February 2026 holiday bookings jumped 13%, largely because Irish weather in winter remains a reliable motivator for planning anything, anywhere. But a weakened US dollar and appetite shifts toward quieter destinations suggested that the calculus of abroad-versus-home was genuinely, if slowly, rebalancing. The staycation wasn’t triumphing through charm alone. It was winning, incrementally, because the world outside had gotten complicated, expensive, and loud.
10 Irish Staycation Trends That Might Make You Skip Going Abroad (2026)
1. The Rise of the “Cosycation”
Forget five-star excess, 2026 is about emotional luxury. Fires lit before you arrive, heavy blankets, lake views, and zero pressure to “do” anything. Properties like Carrig Country House are thriving because comfort now outranks spectacle.
2. Digital Detox Retreats Go Mainstream
Not a niche anymore, switching off is now the point of the trip. Cabin stays in places like Killykeen Forest Park (home to Cabü by the Lakes) offer deliberate disconnection: no notifications, no noise, just forest and water.
3. Forest & Rewilding Escapes
Ireland’s woodlands are having a moment. Travellers are choosing immersion in nature over itineraries, early mornings, wild swimming, and slow walks, replacing packed schedules, particularly in the west and border counties.
4. Gaeltacht & Cultural Immersion Holidays
The unexpected boom of 2026. Irish people aren’t just visiting, they’re participating. Courses at places like Oideas Gael are booking out, as language, music, and heritage become central to the holiday itself.
5. Island Escapes with Long Booking Horizons
The Aran Islands, especially quieter islands like Inis Meáin, are no longer spontaneous trips.
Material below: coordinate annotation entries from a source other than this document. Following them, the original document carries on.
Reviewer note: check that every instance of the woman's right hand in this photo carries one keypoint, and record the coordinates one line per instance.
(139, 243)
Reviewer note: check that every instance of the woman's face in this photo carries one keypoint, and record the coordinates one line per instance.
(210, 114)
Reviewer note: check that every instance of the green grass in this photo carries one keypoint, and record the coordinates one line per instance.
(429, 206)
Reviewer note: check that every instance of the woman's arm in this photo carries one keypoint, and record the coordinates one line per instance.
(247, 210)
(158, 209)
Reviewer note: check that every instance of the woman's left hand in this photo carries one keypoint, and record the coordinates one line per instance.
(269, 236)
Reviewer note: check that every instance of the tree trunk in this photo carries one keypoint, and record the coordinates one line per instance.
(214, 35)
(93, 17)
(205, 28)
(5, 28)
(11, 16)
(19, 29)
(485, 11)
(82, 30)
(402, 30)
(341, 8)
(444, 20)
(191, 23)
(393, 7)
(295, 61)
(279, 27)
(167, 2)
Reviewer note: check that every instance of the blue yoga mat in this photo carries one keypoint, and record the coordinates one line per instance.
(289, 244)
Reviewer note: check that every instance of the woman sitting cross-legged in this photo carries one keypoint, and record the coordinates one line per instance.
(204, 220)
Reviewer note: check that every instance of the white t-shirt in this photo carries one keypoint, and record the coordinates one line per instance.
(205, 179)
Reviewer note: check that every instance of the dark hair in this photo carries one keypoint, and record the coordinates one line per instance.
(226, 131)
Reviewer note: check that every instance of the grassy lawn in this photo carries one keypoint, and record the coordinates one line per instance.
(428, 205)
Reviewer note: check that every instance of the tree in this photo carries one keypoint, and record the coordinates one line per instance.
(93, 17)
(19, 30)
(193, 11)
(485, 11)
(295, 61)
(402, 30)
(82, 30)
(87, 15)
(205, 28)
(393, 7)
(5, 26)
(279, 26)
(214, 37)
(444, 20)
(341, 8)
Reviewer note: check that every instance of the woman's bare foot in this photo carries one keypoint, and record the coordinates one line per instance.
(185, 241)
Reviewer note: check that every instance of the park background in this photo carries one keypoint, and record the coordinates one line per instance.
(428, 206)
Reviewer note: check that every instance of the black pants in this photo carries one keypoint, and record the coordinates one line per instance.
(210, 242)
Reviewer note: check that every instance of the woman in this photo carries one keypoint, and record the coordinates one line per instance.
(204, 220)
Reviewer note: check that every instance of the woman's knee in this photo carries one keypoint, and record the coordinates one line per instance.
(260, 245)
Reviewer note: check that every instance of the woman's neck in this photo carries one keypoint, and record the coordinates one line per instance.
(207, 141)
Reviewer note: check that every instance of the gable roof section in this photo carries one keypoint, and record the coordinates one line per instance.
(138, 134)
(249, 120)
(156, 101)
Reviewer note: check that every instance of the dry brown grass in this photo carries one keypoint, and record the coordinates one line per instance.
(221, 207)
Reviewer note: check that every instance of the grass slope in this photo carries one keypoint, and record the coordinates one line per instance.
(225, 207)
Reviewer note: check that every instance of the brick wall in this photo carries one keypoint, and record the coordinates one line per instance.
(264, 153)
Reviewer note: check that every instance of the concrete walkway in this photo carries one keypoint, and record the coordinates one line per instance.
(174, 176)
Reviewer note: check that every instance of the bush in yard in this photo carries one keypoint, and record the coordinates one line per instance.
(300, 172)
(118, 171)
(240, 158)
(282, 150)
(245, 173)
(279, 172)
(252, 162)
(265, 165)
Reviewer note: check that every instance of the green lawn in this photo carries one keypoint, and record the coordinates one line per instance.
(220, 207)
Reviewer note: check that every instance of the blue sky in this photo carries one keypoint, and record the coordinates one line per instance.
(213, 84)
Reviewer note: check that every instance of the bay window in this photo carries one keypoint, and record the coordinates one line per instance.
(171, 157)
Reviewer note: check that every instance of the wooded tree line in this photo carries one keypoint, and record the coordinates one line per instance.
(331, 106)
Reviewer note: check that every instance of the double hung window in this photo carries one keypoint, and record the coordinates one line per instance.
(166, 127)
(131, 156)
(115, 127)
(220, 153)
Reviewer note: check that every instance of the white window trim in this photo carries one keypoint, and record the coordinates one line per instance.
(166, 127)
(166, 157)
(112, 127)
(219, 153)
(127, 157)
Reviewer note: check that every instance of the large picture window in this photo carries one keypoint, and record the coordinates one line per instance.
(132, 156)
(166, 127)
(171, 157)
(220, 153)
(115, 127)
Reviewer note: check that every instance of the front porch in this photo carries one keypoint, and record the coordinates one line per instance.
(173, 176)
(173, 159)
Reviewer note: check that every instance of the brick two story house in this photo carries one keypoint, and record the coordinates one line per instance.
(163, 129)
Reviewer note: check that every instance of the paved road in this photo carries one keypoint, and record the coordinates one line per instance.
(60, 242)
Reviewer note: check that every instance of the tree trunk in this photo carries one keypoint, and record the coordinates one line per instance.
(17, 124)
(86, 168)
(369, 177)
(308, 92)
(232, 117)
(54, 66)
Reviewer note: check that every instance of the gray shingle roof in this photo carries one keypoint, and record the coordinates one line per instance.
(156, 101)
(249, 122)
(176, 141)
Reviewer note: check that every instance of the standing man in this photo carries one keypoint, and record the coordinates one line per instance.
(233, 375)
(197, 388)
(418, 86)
They’re planned, anticipated, and increasingly positioned as once-a-year, almost pilgrimage-style escapes.
6. The “Hidden County” Effect
Travellers are actively avoiding traditional hotspots. Counties like County Waterford are benefiting, with places such as Lismore Castle drawing visitors looking for beauty without the crowds.
7. Glamping 2.0: Community-Led & Design-Focused
Glamping has evolved. It’s less about novelty, more about thoughtful design and local integration of small-scale pods, eco-builds, and community-backed stays like Ardmore Glamping Pods.
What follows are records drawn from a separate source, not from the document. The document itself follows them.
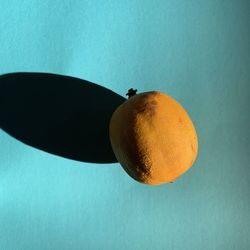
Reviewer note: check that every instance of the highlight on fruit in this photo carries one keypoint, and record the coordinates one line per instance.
(153, 137)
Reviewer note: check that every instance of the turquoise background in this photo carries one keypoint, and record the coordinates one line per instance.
(196, 51)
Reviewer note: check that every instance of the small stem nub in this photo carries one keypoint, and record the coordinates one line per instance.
(131, 92)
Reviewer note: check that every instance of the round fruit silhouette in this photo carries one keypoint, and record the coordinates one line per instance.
(153, 137)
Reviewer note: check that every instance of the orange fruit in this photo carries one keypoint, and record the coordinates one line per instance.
(153, 138)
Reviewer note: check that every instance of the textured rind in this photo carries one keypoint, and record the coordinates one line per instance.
(153, 138)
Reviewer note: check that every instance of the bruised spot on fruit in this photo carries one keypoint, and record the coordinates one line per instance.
(145, 137)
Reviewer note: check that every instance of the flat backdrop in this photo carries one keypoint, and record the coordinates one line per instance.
(196, 51)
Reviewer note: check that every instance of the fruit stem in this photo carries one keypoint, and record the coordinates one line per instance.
(131, 92)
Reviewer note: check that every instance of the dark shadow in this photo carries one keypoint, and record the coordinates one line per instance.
(59, 114)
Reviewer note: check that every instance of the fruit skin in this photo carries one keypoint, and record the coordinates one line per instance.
(153, 138)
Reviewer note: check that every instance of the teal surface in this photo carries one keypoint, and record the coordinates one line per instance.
(196, 51)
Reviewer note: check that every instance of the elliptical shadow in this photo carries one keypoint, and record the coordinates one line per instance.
(62, 115)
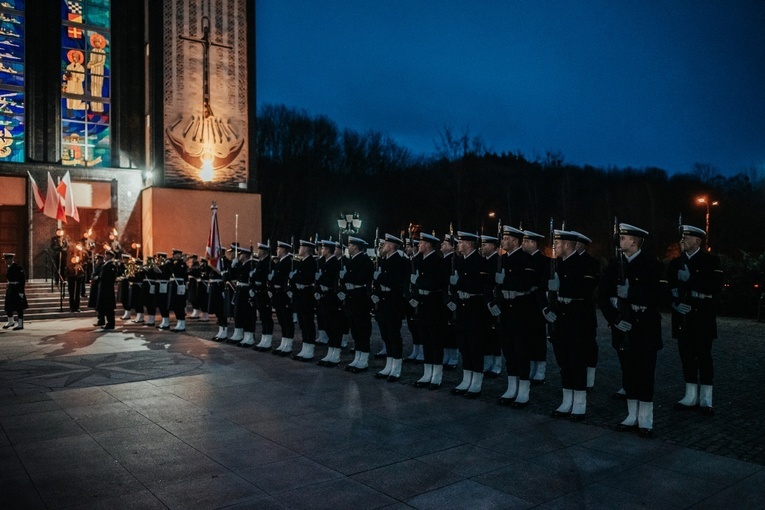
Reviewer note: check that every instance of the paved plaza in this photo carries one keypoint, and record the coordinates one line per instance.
(138, 418)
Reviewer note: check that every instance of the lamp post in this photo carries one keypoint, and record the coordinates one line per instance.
(705, 201)
(349, 223)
8. “Coolcation” Coastal Adventures
With climate anxiety and heat fatigue rising, Ireland’s Atlantic edge is being rebranded as a feature, not a compromise. Activities like night kayaking at Lough Hyne offer something the Mediterranean simply can’t.
9. Slow Travel on the Shannon
River cruising is quietly booming again. Hiring a boat along the River Shannon offers a low-stress, flexible way to travel, no airports, no queues, just steady, scenic movement through the country.
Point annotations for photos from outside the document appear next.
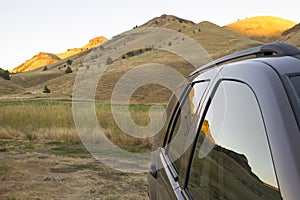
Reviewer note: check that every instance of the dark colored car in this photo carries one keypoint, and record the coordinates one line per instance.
(233, 133)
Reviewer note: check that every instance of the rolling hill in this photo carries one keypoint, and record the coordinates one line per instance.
(36, 61)
(43, 59)
(217, 41)
(291, 36)
(263, 28)
(92, 43)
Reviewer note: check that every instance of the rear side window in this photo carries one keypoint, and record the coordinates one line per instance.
(296, 84)
(232, 159)
(181, 136)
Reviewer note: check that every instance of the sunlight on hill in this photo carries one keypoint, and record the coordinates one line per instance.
(92, 43)
(36, 61)
(43, 59)
(261, 26)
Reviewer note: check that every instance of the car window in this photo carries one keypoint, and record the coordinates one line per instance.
(232, 159)
(180, 139)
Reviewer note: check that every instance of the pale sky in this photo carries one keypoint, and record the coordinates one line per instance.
(32, 26)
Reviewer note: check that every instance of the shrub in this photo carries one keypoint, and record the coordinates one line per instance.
(68, 70)
(46, 89)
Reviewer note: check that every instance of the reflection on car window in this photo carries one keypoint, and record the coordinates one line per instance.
(184, 119)
(296, 84)
(232, 159)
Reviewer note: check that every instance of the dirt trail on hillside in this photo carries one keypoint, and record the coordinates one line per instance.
(39, 171)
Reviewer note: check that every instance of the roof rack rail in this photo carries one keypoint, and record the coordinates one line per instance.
(280, 49)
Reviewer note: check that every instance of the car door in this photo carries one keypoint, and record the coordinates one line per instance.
(231, 158)
(170, 161)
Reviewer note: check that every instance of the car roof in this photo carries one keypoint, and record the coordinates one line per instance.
(282, 57)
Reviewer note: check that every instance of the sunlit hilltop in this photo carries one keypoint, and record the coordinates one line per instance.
(261, 26)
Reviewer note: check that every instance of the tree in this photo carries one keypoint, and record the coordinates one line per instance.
(46, 89)
(68, 70)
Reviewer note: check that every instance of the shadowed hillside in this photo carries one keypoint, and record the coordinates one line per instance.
(216, 40)
(43, 59)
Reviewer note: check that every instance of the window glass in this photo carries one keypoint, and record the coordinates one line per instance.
(296, 84)
(181, 139)
(232, 159)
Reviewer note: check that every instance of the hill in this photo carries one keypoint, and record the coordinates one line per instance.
(92, 43)
(36, 61)
(291, 36)
(43, 59)
(217, 41)
(263, 28)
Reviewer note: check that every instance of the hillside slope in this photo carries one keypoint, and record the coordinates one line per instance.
(43, 59)
(36, 61)
(92, 43)
(291, 36)
(261, 27)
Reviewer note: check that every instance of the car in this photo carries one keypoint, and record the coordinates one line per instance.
(233, 132)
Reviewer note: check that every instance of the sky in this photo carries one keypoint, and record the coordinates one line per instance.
(31, 26)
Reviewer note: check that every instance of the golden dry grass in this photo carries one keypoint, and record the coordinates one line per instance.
(50, 120)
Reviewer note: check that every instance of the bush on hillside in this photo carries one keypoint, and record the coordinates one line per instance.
(46, 89)
(68, 70)
(4, 74)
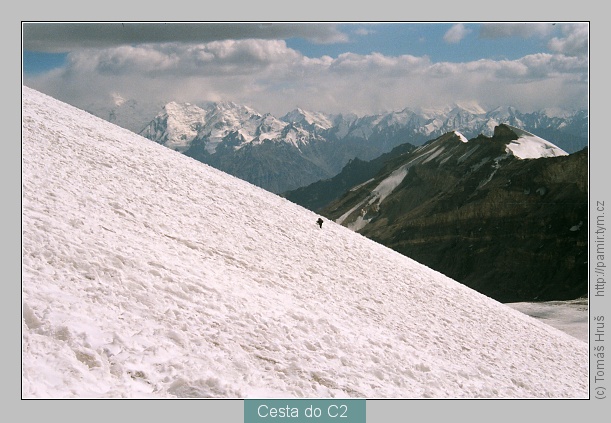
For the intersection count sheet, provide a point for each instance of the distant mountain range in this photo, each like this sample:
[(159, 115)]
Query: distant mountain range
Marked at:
[(302, 147), (505, 215)]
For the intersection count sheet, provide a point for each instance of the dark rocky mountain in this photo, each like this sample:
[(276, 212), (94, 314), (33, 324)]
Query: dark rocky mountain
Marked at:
[(318, 194), (302, 147), (505, 215)]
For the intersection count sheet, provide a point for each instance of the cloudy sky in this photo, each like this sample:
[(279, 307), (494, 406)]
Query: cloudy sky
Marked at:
[(330, 67)]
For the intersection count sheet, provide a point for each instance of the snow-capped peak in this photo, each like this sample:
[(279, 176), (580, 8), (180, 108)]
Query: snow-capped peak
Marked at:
[(311, 118), (461, 136), (529, 146), (206, 286)]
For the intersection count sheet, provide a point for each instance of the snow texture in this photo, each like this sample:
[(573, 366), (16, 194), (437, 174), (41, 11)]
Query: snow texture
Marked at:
[(147, 274), (529, 146)]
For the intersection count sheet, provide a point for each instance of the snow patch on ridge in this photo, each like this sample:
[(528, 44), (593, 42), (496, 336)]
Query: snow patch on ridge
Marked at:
[(529, 146)]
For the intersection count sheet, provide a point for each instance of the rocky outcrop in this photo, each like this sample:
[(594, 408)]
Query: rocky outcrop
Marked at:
[(515, 230)]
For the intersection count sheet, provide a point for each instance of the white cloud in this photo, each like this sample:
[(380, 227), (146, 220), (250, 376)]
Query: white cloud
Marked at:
[(456, 33), (271, 77), (575, 40)]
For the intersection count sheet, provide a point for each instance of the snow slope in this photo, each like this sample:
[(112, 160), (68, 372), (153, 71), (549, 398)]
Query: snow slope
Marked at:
[(146, 274), (529, 146)]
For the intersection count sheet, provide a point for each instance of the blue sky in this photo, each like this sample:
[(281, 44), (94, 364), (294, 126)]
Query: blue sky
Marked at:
[(331, 67)]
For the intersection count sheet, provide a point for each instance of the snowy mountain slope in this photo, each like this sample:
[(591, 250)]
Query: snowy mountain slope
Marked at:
[(529, 146), (146, 274), (470, 208)]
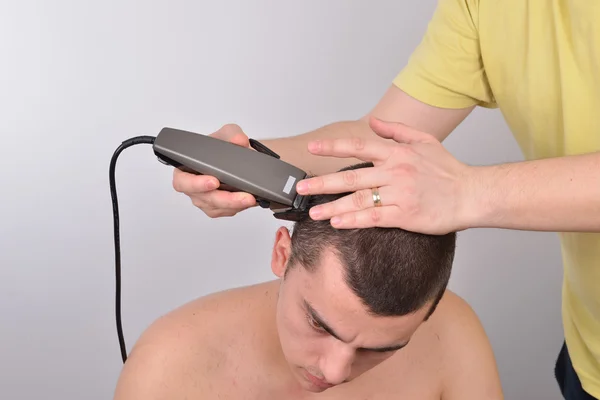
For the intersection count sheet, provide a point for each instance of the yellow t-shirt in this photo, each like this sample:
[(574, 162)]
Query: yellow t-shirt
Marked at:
[(539, 63)]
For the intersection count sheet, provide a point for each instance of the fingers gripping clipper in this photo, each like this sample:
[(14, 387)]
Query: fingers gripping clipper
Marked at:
[(259, 172)]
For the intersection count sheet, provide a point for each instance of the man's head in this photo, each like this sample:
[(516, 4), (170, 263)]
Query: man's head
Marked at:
[(350, 298)]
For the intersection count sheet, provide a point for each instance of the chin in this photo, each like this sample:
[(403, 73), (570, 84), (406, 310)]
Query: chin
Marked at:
[(310, 383)]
10. Heritage Stays with a Story
Accommodation is no longer just a base; it’s the attraction. Lighthouse cottages, manor houses, and restored historic properties like the Loop Head Lighthouse are drawing visitors who want narrative as much as comfort.
What’s emerging isn’t a rejection of travel, but a recalibration. Irish staycations in 2026 aren’t trying to compete with abroad; they’re offering something fundamentally different: quieter, deeper, and, increasingly, exactly what people feel they’ve been missing.